In reality, their worries were overblown, and they also underestimated how good it felt to receive a compliment. While Brooks cautions against giving compliments on people’s physical appearance unless you know they’ll appreciate it, she highly recommends complimenting others on things you admire about them.
- Apologies make us look good
One study by Brooks and her colleagues found that apologies make us seem more trustworthy. When people apologized for the rain (a “superfluous” apology) before asking a stranger to borrow their phone, 47% said yes - compared to 9% without an apology. In other experiments, they found that people who make these superfluous apologies for traffic or bad luck are also seen as more likable.
And in the realm of more substantive apologies, Brooks writes, doctors who apologize for their mistakes to patients and families are less likely to be sued. It turns out that taking responsibility is a good look.
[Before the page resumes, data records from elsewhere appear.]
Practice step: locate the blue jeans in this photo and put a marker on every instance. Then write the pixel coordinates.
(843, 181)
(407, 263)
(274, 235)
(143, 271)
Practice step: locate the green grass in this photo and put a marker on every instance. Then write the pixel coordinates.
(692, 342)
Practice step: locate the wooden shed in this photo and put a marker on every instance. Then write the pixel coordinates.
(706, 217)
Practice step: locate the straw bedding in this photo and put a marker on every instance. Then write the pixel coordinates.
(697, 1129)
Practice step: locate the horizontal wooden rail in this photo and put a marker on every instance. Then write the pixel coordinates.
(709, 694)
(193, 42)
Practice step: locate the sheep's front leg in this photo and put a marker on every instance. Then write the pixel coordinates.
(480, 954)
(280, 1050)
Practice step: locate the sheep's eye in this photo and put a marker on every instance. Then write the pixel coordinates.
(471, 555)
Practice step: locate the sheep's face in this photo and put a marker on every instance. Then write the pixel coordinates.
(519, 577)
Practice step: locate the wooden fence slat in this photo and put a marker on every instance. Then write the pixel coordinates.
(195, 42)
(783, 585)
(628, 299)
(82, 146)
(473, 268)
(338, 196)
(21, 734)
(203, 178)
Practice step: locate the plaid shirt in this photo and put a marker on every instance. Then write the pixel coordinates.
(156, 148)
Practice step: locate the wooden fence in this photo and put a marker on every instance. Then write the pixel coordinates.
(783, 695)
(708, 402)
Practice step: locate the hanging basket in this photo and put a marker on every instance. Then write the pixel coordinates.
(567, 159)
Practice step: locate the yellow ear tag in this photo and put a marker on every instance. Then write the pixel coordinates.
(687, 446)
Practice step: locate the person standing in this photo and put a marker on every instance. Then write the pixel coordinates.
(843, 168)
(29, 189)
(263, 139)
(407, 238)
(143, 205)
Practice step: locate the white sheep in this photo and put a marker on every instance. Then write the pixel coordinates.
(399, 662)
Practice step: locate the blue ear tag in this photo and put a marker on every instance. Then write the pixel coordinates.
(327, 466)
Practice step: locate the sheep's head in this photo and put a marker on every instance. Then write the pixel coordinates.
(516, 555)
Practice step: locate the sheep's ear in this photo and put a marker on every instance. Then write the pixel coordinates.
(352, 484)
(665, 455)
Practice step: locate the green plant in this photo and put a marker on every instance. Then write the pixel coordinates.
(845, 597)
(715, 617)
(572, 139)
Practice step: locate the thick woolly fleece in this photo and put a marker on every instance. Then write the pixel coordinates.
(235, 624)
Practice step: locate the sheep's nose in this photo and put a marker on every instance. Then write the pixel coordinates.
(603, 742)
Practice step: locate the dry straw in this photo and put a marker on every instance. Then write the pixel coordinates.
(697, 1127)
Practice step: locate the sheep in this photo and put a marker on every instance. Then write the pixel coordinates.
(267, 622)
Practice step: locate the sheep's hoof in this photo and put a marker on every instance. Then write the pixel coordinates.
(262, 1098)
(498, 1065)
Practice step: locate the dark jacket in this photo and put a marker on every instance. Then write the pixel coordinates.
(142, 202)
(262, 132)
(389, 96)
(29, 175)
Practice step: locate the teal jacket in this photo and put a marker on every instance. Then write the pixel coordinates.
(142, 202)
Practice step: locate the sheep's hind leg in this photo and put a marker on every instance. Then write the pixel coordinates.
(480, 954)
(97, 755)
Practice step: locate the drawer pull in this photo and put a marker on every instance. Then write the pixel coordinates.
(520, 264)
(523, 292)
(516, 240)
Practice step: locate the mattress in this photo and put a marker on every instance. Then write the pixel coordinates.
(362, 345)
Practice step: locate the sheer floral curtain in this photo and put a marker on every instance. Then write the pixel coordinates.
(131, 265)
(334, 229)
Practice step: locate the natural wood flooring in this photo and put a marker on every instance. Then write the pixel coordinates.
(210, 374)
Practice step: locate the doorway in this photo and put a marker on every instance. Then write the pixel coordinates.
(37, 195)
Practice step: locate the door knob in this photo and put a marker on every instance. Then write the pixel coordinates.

- We think we understand each other more than we do
A 2022 study found that when someone asked an ambiguous question in a conversation, both people thought that its real meaning was understood 70% of the time or more, when they were actually on the same page only 44% of the time. Oddly, participants still overestimated their shared understanding when they were speaking totally different languages, believing that meaning could be inferred simply from tone of voice.
Brooks quotes playwright George Bernard Shaw in her book: “The single biggest problem with communication is the illusion that it has taken place.”
- We have a hard time believing that people who disagree with us are actually listening
We often learn more from conversations than we expect to—and while the same thing is happening for other people, we don’t seem to realize it.
For example, if someone disagrees with us, we have a tendency to think they must not be listening very well. Even when people acknowledge and show respect for our perspective, and can articulate it clearly, we evaluate them as worse listeners if they disagree with our point of view compared to people who agree.
And our assumptions about the other person affect how we act, too, Brooks says, potentially contributing to today’s social and political polarization. “If you think people are out to persuade you (rather than learn from you), you will behave in ways that are more likely to lead to conflict, which inhibits actual learning and escalates discord.”
- Conversations rarely end when anyone wants them to
If you’re itching to get off the phone with a family member or worried that you’re taking up too much of someone’s time, you’re not alone. According to a 2021 study of 932 conversations, conversations don’t tend to end when both people want them to - or, for that matter, even when one person wants them to.
In general, we aren’t very aware of when our conversational partner wants to leave, and we underestimate how different the other person’s preference is from ours. “Ending conversations is a classic ‘coordination problem’ that humans are unable to solve because doing so requires information that they normally keep from each other,” the researchers conclude.